Wildlife and humans won a small victory yesterday, at least in Minnesota. The state, which boasts one of the leading state departments of health in the country, decided to ban the antimicrobial chemical, triclosan, from soaps and other products because of concerns regarding its deleterious impact on the environment, animals, and ultimately, human health.
Triclosan has been earning a progressively worse rap in recent years after arriving on the scene a few decades ago as the great antiseptic hope. It does kill bacteria and fungi and other microbes efficiently, but whether the extra killing over soap and water means anything to anyone is uncertain at best. Evidence does support its beneficial role over fluoride alone in toothpaste as a way to avoid cavities and gum diseases, but that’s it.
The problem is that its side effects are many and quite varied. Minnesota cited the risk of “hormone disruption” from triclosan as the rationale for its action. The hormone disruptor, also called an endocrine disruptor, is a slightly new-age concept coined by environmentalists and embraced now by most scientists. Chemicals—and there are many—that are viewed as capable of perturbing several endocrine systems, including the thyroid, the adrenals, the ovaries, and the testicles, in humans and other animals, are considered “hormone disruptors.” A list of the 12 most horrible was recently released. It included some veteran bad guys such as dioxin and lead.

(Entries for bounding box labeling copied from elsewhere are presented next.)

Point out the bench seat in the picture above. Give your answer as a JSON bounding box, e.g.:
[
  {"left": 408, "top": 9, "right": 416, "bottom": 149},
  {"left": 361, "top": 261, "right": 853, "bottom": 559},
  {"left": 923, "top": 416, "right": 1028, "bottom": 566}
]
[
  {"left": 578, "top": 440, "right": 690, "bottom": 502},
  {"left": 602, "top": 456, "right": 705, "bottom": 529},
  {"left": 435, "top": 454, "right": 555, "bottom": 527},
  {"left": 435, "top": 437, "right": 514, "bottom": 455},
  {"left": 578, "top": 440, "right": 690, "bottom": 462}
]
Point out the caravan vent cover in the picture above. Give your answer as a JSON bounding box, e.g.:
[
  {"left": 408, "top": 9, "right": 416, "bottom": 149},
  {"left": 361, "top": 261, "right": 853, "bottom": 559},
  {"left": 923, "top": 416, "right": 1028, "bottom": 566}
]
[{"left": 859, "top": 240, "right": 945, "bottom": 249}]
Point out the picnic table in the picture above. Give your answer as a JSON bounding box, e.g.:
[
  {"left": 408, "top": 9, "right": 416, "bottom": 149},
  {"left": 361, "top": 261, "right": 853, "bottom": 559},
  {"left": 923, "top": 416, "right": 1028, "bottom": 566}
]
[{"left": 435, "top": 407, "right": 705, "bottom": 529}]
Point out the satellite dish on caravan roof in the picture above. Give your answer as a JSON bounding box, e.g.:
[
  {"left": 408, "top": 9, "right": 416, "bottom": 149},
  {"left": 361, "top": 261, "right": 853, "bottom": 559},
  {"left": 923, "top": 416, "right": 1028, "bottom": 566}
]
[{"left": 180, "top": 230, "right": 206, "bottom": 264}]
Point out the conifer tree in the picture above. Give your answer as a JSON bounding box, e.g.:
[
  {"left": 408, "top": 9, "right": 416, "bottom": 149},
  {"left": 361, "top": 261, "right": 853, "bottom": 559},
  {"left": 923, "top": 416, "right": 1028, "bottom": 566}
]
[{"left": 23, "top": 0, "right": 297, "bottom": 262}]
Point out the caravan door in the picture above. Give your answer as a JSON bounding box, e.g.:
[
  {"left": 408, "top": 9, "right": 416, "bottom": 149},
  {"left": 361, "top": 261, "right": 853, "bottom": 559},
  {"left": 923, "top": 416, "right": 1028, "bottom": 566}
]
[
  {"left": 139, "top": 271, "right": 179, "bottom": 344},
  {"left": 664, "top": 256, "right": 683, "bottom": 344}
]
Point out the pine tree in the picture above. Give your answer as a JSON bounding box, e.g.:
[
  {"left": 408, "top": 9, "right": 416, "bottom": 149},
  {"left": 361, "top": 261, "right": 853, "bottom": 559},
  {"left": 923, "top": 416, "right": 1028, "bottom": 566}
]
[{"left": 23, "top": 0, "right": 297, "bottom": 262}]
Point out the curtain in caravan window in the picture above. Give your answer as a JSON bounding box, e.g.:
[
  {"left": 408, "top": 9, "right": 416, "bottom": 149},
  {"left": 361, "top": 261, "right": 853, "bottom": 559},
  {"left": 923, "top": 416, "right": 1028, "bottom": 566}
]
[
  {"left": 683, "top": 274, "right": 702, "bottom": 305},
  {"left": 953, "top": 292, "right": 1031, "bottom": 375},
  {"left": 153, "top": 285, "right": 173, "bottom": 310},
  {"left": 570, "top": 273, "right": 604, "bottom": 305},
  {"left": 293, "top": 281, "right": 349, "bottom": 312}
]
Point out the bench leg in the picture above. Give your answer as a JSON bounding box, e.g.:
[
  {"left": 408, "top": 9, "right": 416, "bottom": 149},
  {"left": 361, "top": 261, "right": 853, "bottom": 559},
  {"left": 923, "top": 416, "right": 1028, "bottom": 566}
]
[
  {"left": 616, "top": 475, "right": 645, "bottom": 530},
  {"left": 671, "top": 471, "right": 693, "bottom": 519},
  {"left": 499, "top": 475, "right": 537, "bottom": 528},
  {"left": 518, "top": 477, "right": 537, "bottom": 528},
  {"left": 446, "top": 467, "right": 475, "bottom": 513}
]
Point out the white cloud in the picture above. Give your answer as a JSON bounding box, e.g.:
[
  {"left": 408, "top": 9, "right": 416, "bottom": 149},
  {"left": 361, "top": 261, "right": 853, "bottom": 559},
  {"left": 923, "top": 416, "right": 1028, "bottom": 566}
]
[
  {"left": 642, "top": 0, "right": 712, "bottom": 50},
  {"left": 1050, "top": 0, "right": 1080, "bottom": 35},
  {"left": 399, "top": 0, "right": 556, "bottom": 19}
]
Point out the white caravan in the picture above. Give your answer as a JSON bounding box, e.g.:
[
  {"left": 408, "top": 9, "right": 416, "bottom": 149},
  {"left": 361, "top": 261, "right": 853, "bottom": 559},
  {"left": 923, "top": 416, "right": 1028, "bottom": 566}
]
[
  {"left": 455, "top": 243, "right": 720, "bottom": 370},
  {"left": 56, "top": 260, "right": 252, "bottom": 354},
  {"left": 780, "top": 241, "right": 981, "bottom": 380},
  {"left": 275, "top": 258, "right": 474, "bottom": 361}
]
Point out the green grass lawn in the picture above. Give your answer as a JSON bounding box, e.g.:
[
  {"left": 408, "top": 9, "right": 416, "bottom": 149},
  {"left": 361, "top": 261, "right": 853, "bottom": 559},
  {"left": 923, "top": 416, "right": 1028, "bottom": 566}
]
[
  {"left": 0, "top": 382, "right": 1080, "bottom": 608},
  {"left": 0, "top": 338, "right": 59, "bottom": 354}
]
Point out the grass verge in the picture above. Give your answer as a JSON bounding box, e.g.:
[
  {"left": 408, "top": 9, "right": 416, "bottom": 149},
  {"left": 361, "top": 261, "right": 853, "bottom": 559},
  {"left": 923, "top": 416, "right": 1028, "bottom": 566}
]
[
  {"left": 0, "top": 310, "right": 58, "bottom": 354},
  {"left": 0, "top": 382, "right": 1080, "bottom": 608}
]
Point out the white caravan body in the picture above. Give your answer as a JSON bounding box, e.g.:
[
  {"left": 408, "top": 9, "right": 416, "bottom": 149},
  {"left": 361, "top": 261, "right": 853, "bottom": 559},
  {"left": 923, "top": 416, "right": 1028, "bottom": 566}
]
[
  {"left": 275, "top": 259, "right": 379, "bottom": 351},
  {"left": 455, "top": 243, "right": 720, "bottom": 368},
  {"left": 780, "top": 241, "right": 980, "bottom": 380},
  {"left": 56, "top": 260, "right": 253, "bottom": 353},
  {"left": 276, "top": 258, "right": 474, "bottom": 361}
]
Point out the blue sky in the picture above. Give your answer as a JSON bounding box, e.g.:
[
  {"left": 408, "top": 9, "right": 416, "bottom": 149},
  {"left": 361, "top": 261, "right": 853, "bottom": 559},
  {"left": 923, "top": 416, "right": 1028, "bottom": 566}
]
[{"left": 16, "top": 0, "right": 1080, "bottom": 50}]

Indeed, dioxin, a group of related compounds including components of various pesticides and PCBs, is well-established to harm life. It is considered among the most toxic chemicals known and is the action compound in the notorious Agent Orange. Most famously, dioxin was the un-degradable chemical that led to the evacuation of Times Beach, Missouri in 1983 after a flood saturated the town with it.
A decade before, the town had sought to quiet a smallish problem—too much dust blowing around—by spraying oil onto its dusty unpaved roads. The contractor they chose found mighty cheap oil, called “waste” oil, that came from a nearby chemical factory. Unfortunately, the waste oil had a dioxin concentration 2,000 times higher than that in Agent Orange. Soon after the spraying began, horses started to die (dozens of horses), and the tragedy quickly revealed itself. Within a few years, the town and its 2,000-plus inhabitants were “bought out” by the EPA, the town leveled, and the area turned into a park of sort—probably not one with a lot of foot traffic
After Agent Orange and Times Beach came the Love Canal, a similarly unnerving story of chemical waste placed too close to human beings and soon, dioxin gained its placed as one of the most feared of all chemical environmental contaminants.
It is the connection of triclosan to dioxin that has appropriately raised the hackles of so many. Within the last decade, scientists discovered a specific link: Triclosan could, with exposure to light, be chemically converted into a dioxin compound (2,8-dichlorodibenzo-p-dioxin aka 2,8 DCDD), and this compound was turning up where it ought not: the sediment of the Mississippi River. As the group of scientists (perhaps not coincidentally from the University of Minnesota) exploring the finding noted, “the contribution of triclosan-derived dioxins to the total dioxin pool increased to as high as 31% by mass in recent years,” indicating that triclosan, once the good guy, had gone rogue and now was threatening to cause human harm.
It is likely that the jig is up for triclosan. Sure, the American Cleaning Institute, something of a lobbying organization for soap and chemical makers across the U.S. (on its board sit reps from Amway, Colgate-Palmolive, DuPont, Dow, and the like) is trying to push back against Minnesota’s decision, claiming that this type of ban should be federally decided, not determined at the state level, an interesting embrace of the Big Government approach often reviled by Big Business.
But they are unlikely to win this one. “Dioxin” is the dirtiest of dirty words and this designation, like the chemical itself, does not degrade. The FDA has, with apparent reluctance, tiptoed into the fray. Plus, Procter & Gamble has already removed triclosan from its Crest toothpaste. Sure, they can drag this out for months and years—but it would be nice if the American Cleaning Institute, so fond of the neat and the hygienic, used a little judgment and chose not to make a big mess out of this one.